Ash: Twilight Of The Innocents (Warner)

So klingen Ash also ohne die ausgestiegene Gitarristin Charlotte Hatherley. Viel verändert hat sich da nicht wirklich. Ash machen da weiter, wo sie mit "Free All Angels" aufgehört hatten. Dazwischen war "Meltdown", sowas wie ein Experiment, mit viel Gitarre aber ohne viele Melodien. Und Melodien waren noch immer das grösste Merkmal von Ash. Nun sind sie wieder da, zu dritt in alter Frische.

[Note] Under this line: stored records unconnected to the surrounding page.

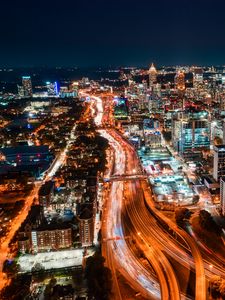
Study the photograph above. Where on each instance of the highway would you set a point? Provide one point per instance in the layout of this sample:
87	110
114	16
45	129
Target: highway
163	241
133	267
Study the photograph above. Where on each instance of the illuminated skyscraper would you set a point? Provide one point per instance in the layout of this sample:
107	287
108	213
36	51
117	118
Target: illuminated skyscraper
152	76
27	86
222	195
179	81
219	162
190	132
197	78
52	88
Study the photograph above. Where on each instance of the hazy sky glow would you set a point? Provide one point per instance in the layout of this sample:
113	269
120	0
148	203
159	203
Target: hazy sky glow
116	32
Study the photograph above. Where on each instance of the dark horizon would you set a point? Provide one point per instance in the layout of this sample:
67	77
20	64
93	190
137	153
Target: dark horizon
93	33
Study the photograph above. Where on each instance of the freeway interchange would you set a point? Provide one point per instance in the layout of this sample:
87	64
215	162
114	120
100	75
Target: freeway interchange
130	217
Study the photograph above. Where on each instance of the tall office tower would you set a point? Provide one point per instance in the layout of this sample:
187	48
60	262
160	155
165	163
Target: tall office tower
20	91
219	162
190	133
197	78
179	81
86	227
222	195
224	132
52	88
152	76
27	86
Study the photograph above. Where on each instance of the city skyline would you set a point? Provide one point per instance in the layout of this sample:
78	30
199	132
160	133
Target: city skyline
99	34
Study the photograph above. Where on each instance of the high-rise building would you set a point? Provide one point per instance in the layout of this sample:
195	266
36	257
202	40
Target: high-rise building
222	195
52	88
86	227
179	81
197	78
152	76
190	131
20	91
27	86
219	162
224	133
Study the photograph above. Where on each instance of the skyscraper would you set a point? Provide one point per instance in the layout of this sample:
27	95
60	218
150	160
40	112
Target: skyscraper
179	81
219	162
27	86
222	195
52	88
190	131
197	78
152	76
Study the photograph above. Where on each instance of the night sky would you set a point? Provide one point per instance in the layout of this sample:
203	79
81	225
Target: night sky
111	32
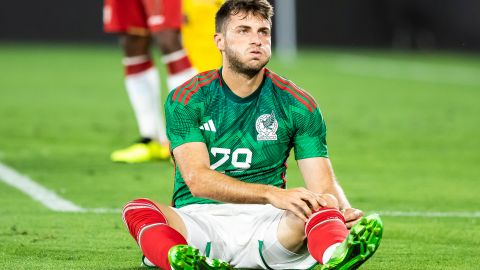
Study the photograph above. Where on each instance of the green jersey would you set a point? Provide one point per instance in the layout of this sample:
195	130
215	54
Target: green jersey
247	138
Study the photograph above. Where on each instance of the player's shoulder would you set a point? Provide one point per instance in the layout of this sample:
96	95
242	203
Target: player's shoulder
195	87
291	92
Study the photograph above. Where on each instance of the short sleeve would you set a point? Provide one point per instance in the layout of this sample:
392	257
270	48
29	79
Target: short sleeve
183	123
310	136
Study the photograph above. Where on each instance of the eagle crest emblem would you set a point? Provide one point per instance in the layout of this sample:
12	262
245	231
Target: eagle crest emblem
266	126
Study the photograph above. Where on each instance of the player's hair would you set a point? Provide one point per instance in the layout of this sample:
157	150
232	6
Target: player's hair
260	8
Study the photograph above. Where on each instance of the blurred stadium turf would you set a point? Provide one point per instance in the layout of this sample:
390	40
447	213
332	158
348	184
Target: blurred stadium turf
404	135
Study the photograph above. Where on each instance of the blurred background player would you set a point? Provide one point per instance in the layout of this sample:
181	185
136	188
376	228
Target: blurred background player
197	33
139	22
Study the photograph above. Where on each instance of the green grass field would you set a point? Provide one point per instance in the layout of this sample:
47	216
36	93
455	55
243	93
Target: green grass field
404	135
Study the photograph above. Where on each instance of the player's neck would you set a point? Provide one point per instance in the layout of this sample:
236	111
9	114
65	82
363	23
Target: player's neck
240	84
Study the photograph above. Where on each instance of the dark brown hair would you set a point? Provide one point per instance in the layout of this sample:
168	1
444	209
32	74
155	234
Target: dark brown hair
260	8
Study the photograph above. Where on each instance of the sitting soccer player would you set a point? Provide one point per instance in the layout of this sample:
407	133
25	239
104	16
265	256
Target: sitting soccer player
139	23
231	131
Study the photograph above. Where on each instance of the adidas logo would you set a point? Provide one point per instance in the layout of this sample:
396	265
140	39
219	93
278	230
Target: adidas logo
208	126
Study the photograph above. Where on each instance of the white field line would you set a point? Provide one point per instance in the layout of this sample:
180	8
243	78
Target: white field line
408	70
56	203
36	191
475	214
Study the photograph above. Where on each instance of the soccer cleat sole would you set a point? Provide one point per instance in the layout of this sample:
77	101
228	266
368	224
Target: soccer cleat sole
183	257
361	243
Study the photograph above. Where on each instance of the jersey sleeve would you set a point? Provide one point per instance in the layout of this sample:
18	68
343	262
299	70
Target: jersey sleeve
183	121
310	137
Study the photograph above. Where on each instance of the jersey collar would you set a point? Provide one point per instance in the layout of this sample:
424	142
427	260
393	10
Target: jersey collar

Einen Hit wie "You Can't Have It All" wurde seit "Burn Baby Burn" nicht mehr hingeschmettert. Auch die ruhigeren Töne werden diesmal nicht ausgelassen ("Polaris", "End Of The World"). "Dark And Stormy" könnte sich als zweiter Hit der Platte entpuppen. Und der Schlusstrack, zwar etwas untypisch für Ash, ist jedoch durchaus als Highlight der bisherigen Bandgeschichte zu bezeichnen. Bei allem Popappeal hat die Band aber auch das Rocken nicht vergessen. "I Started A Fire" macht ordentlich Tempo und ist der ideale Start. Nicht der Start zum besten Ash-Album, aber immerhin zu einem der besseren.